University Foundation Arts Building - 1664 N. Virginia Street
Home Truth: Image-making in absence, presented at the Lilley Museum of Art from January 27 to May 23, 2026, brings together three interconnected bodies of work by Steven Seidenberg that examine what remains when people move on. Across Italy, Japan, and the margins of contemporary Europe, Seidenberg turns his attention to overlooked environments shaped by economic rupture, migration, and quiet abandonment. His photographs do not seek spectacle; instead, they linger on the material traces of lives once embedded in these places, inviting viewers to read absence as a form of presence.

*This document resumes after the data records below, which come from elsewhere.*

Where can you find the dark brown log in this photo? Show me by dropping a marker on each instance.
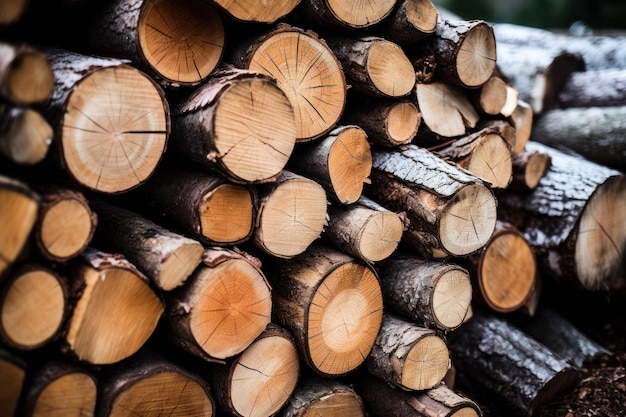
(434, 294)
(451, 211)
(332, 304)
(222, 307)
(239, 123)
(502, 359)
(407, 355)
(111, 121)
(574, 220)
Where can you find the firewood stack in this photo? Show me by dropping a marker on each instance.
(286, 208)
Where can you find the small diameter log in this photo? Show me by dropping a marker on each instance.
(291, 214)
(59, 389)
(504, 272)
(451, 211)
(25, 74)
(25, 136)
(177, 44)
(115, 311)
(239, 123)
(222, 307)
(407, 355)
(307, 71)
(574, 220)
(65, 223)
(317, 396)
(364, 229)
(331, 303)
(33, 306)
(166, 257)
(208, 206)
(389, 401)
(341, 162)
(596, 133)
(111, 121)
(19, 205)
(435, 294)
(409, 22)
(484, 153)
(374, 66)
(259, 381)
(342, 14)
(502, 359)
(387, 122)
(148, 384)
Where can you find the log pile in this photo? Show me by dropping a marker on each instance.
(287, 208)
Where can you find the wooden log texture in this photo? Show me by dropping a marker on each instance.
(238, 123)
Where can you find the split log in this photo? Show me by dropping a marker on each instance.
(34, 304)
(18, 213)
(221, 308)
(434, 294)
(259, 381)
(374, 66)
(239, 123)
(389, 401)
(317, 396)
(364, 229)
(451, 211)
(332, 304)
(146, 32)
(111, 121)
(25, 74)
(65, 223)
(596, 133)
(59, 389)
(166, 257)
(148, 384)
(307, 71)
(502, 359)
(407, 355)
(341, 162)
(25, 135)
(565, 221)
(115, 310)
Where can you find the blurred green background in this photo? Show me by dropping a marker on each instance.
(552, 14)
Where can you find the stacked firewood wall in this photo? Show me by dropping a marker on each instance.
(295, 207)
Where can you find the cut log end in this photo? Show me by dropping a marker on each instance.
(115, 130)
(183, 43)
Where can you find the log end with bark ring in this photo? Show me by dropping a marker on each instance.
(115, 129)
(181, 42)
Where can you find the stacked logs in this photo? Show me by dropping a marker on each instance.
(283, 208)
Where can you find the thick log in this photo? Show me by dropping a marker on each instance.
(307, 71)
(341, 162)
(221, 308)
(502, 359)
(364, 229)
(565, 220)
(374, 66)
(451, 211)
(111, 121)
(596, 133)
(34, 305)
(407, 355)
(239, 123)
(166, 257)
(259, 381)
(292, 213)
(332, 304)
(434, 294)
(148, 384)
(115, 310)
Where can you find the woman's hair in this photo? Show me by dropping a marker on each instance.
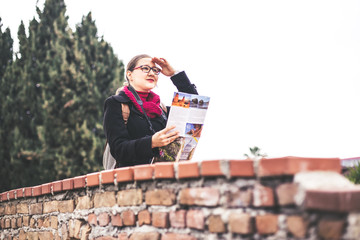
(132, 63)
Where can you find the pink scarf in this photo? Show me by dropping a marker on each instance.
(151, 102)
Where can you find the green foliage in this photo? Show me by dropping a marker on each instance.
(52, 98)
(354, 174)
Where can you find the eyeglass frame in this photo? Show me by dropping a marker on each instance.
(151, 68)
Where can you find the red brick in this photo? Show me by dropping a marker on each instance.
(143, 172)
(92, 219)
(103, 219)
(46, 188)
(160, 197)
(267, 224)
(107, 176)
(160, 219)
(188, 170)
(124, 174)
(129, 197)
(92, 179)
(297, 226)
(263, 196)
(128, 217)
(241, 198)
(286, 193)
(195, 219)
(240, 223)
(79, 182)
(68, 184)
(176, 236)
(344, 200)
(57, 186)
(36, 191)
(11, 194)
(211, 168)
(293, 165)
(144, 217)
(330, 228)
(20, 193)
(116, 220)
(177, 218)
(242, 168)
(145, 236)
(28, 192)
(200, 196)
(216, 224)
(164, 170)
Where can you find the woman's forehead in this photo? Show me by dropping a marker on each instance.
(146, 61)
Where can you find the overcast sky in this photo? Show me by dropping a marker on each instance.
(282, 75)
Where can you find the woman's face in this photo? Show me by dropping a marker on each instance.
(141, 81)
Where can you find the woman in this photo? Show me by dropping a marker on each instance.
(135, 143)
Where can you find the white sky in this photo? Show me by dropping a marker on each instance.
(282, 75)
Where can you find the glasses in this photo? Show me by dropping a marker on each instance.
(146, 69)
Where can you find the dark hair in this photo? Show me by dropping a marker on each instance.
(132, 63)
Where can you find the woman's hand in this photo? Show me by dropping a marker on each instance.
(164, 137)
(167, 69)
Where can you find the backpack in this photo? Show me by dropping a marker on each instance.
(109, 161)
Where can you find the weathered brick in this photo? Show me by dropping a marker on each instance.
(160, 219)
(13, 223)
(26, 221)
(240, 223)
(144, 217)
(22, 208)
(177, 218)
(19, 222)
(116, 220)
(195, 219)
(85, 232)
(92, 219)
(129, 197)
(52, 206)
(84, 202)
(53, 222)
(330, 228)
(36, 208)
(10, 209)
(66, 206)
(103, 219)
(216, 224)
(263, 196)
(45, 235)
(77, 228)
(286, 193)
(106, 199)
(267, 224)
(297, 226)
(176, 236)
(241, 198)
(145, 236)
(160, 197)
(200, 196)
(128, 217)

Central to the exhibition is
The Architecture of Silence, a series rooted in the remnants of Italy’s postwar land reform initiative. Scattered across the agricultural regions of Basilicata and Puglia, concrete farmhouses and infrastructure stand isolated in fields now shaped by machines rather than families. Seidenberg’s images approach these structures with restraint and sensitivity, allowing light, weather, and framing to reveal their fragile dignity. The photographs move beyond documentation, transforming political failure into a visual meditation on displacement, unrealized promises, and the human cost of systemic planning without sustainability.
The exhibition expands outward to other geographies shaped by transience. In Rome, Seidenberg observes the impermanent architecture of a migrant tent city, capturing provisional shelters that speak to resilience under constraint. In
Kanazawa Vacancy, he turns to Japan’s growing landscape of akiya and akichi—vacant homes and empty lots embedded within long-established neighborhoods. These quiet voids interrupt the urban fabric, revealing a city slowly hollowed by demographic change, yet still rich with architectural memory and cultural continuity.
Throughout
Home Truth, Seidenberg’s photographs resist easy narratives of decay or nostalgia. Instead, they ask how space absorbs human movement and how landscapes remember what societies forget. By focusing on structures shaped by absence, the work proposes a slower, more attentive way of seeing—one that acknowledges loss while honoring the subtle beauty found in what remains.